All the witty black comedy masterpieces are here - ‘Future Work’, ‘Smokers for Celibacy’, ‘Things’, ‘The Prize-winning Poem’ - every rhyme looking as if it could only be there, every word choosing itself. But there are the more sombre pieces. Some of the more overtly so come early, in the sixties. Her writing is accomplished from the start, but her intelligence leads her more and more to the oblique, the witty, the light of touch, though not only there. Her unsentimentality has something unspoken but powerful behind it. ‘Miss Hamilton in London’:
...drew the curtains, switched on the electric fire,
washed her hair and read until it was dry,
then went to bed; where, for the hours of darkness,
she lay pierced by thirty black spears
and felt her limbs numb, her eyes burning,
and dark rust carried along her blood.
But she can be sensible as in ‘A Hymn to Friendship’, and she can slip in the big questions when you’re not looking. A poem begins innocently enough with “I am the dotted lines on the map: / footpaths exist only when they are walked on...” but ends:
Here on the brow of the world I stop,
set my stone face to the wind, and turn
to each wide quarter. I am that I am.
Family life looms large with all its worry, humour, grief, the undesirability and oddness of blood-relations, the impossibility of marriage. “Will I die?” a child asks and doesn’t get a straight answer, though it’s yes. What was the creepiest thing about Peter Pan? “The little pearls of his never-shed milk teeth.” She has the ruthlessness of women, but her poems are all the more powerful and surprising for the sardonically witty poems that surround them. Not only the young, but the middle-aged are still kissing “in the backs of taxis on the way/ to airports and stations”.
Their mouths and tongues
are soft and powerful and as moist as ever.

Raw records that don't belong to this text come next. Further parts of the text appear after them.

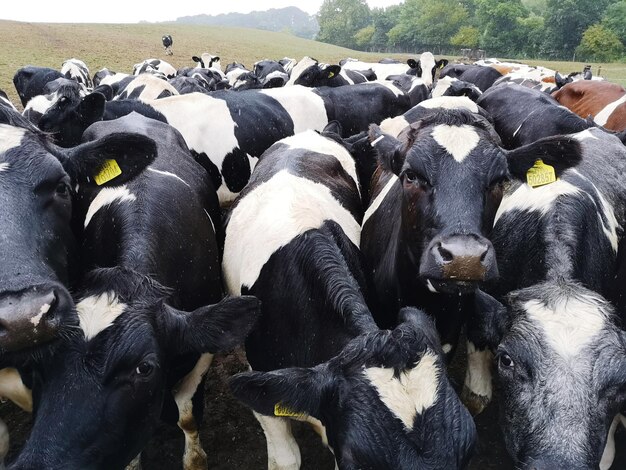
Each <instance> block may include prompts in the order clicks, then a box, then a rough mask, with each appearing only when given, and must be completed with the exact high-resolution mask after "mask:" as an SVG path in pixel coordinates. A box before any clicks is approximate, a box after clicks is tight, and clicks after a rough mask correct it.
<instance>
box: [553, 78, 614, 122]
mask: <svg viewBox="0 0 626 470" xmlns="http://www.w3.org/2000/svg"><path fill="white" fill-rule="evenodd" d="M552 96H553V97H554V98H555V99H556V100H557V101H558V102H559V103H561V104H562V105H563V106H565V107H567V108H568V109H571V110H572V111H573V112H575V113H576V114H578V115H579V116H581V117H582V118H587V117H589V116H591V117H592V118H593V120H594V122H595V123H597V124H599V125H601V126H604V127H606V128H607V129H611V130H614V131H623V130H625V129H626V89H624V87H623V86H621V85H618V84H616V83H610V82H605V81H587V80H584V81H583V80H581V81H576V82H572V83H568V84H567V85H565V86H564V87H563V88H561V89H560V90H557V91H555V92H554V93H553V94H552Z"/></svg>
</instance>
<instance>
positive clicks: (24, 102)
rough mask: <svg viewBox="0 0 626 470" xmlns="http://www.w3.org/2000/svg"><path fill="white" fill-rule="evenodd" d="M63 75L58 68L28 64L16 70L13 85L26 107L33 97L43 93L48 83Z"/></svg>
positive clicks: (20, 98) (40, 94)
mask: <svg viewBox="0 0 626 470" xmlns="http://www.w3.org/2000/svg"><path fill="white" fill-rule="evenodd" d="M61 77H63V74H62V73H61V72H59V71H58V70H55V69H51V68H49V67H37V66H34V65H27V66H26V67H22V68H20V69H18V70H17V72H15V75H14V76H13V85H15V89H16V90H17V94H18V96H19V97H20V101H21V102H22V106H24V107H25V106H26V104H27V103H28V102H29V101H30V100H31V99H32V98H34V97H35V96H38V95H41V94H43V90H44V87H45V86H46V83H48V82H51V81H53V80H56V79H57V78H61Z"/></svg>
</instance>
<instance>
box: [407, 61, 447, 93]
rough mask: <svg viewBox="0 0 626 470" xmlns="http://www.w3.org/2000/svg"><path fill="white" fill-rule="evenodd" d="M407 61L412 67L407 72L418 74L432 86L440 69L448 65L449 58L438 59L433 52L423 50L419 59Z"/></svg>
mask: <svg viewBox="0 0 626 470" xmlns="http://www.w3.org/2000/svg"><path fill="white" fill-rule="evenodd" d="M406 63H407V64H408V66H409V67H410V70H409V71H408V72H407V73H408V74H409V75H417V76H418V77H420V78H421V79H422V80H423V81H424V83H425V84H426V85H428V86H429V87H431V88H432V87H433V86H434V84H435V82H436V81H437V77H438V75H439V71H440V70H441V69H442V68H444V67H445V66H446V65H448V59H439V60H436V59H435V56H434V55H433V54H432V52H422V54H421V55H420V57H419V59H418V60H415V59H409V60H407V62H406Z"/></svg>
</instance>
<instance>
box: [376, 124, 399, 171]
mask: <svg viewBox="0 0 626 470" xmlns="http://www.w3.org/2000/svg"><path fill="white" fill-rule="evenodd" d="M369 140H370V145H371V146H372V147H374V148H375V149H376V152H377V153H378V163H379V165H380V166H382V167H383V168H384V169H385V170H388V171H391V172H393V173H395V174H396V175H399V174H400V171H401V170H402V165H404V158H405V157H406V154H405V152H403V149H404V147H405V146H404V145H403V144H402V142H400V141H399V140H398V139H396V138H395V137H392V136H390V135H389V134H384V133H383V132H382V131H381V130H380V127H378V126H377V125H376V124H370V128H369Z"/></svg>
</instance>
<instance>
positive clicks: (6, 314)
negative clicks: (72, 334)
mask: <svg viewBox="0 0 626 470" xmlns="http://www.w3.org/2000/svg"><path fill="white" fill-rule="evenodd" d="M72 306H73V302H72V299H71V297H70V295H69V294H68V293H67V291H66V290H65V289H64V288H59V289H55V288H53V287H50V286H46V287H32V288H29V289H27V290H24V291H21V292H17V293H12V292H10V293H4V294H2V295H0V350H1V351H4V352H16V351H21V350H25V349H28V348H34V347H36V346H39V345H41V344H44V343H48V342H50V341H52V340H54V339H56V338H57V336H58V333H59V329H60V327H61V325H62V323H63V321H64V318H66V317H67V316H68V315H69V313H70V312H71V311H72Z"/></svg>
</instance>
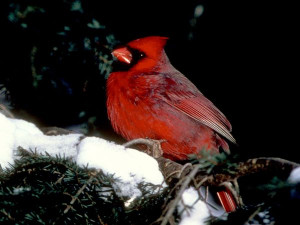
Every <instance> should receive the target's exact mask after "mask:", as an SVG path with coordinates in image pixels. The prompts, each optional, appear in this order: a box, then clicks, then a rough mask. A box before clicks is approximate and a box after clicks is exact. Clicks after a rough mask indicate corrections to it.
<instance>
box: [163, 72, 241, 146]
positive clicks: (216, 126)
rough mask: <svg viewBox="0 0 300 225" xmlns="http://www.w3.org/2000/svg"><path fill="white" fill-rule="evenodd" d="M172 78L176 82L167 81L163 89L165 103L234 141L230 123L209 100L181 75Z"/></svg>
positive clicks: (218, 109) (188, 81)
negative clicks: (174, 77) (165, 87)
mask: <svg viewBox="0 0 300 225" xmlns="http://www.w3.org/2000/svg"><path fill="white" fill-rule="evenodd" d="M168 79H170V78H168ZM171 79H172V78H171ZM172 80H173V82H176V84H175V83H172V82H170V81H168V82H167V83H168V85H169V88H166V89H165V92H164V96H163V97H162V98H163V100H164V101H165V102H166V103H167V104H169V105H170V106H172V107H174V108H176V109H177V110H179V111H181V112H183V113H185V114H186V115H188V116H189V117H191V118H193V119H195V120H197V121H198V122H200V123H202V124H204V125H206V126H208V127H210V128H211V129H213V130H215V131H216V132H217V133H219V134H221V135H222V136H224V137H225V138H227V139H228V140H230V141H231V142H233V143H236V141H235V139H234V137H233V136H232V135H231V133H230V131H231V124H230V123H229V121H228V120H227V118H226V117H225V116H224V114H223V113H222V112H221V111H220V110H219V109H218V108H217V107H216V106H214V104H213V103H212V102H211V101H209V100H208V99H207V98H206V97H205V96H204V95H203V94H202V93H201V92H200V91H199V90H198V89H197V88H196V87H195V86H194V85H193V84H192V83H191V82H190V81H189V80H188V79H187V78H186V77H184V76H183V75H178V76H176V79H172Z"/></svg>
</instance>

Their hands are not inside each other’s clothes
(because of the driver) but locked so tightly
together that it hurts: it may leave marks
on their not of course youthful skin, which they won’t
notice. They too may have futures.
To a lover she says:
Silence
is what I am trying to achieve for us.
A nothingness, a non-relatedness, this
unknowing into which we are sliding now
together: this will have to be our kingdom...
She can write about the old subjects, toads, buttercups, wrens, because the empathy comes from pain.
It was the summer of my father’s death.
I saw his spirit in every visiting creature,
in every small thing in risk of harm:
bird, moth, butterfly, beetle,
the black rabbit lolloping along the concrete,
lost in suburbia, and our toad...
The wounds we all suffer from, inflicted by this phase of history, the eternal vicissitudes, and ourselves, are bravely borne and, when they can be, turned into jokes.
One could go on. This is a big, handsome, entertaining, deep, shallow, enjoyable book, incredibly good value, a joy to have, and an indestructible achievement, something to be proud of.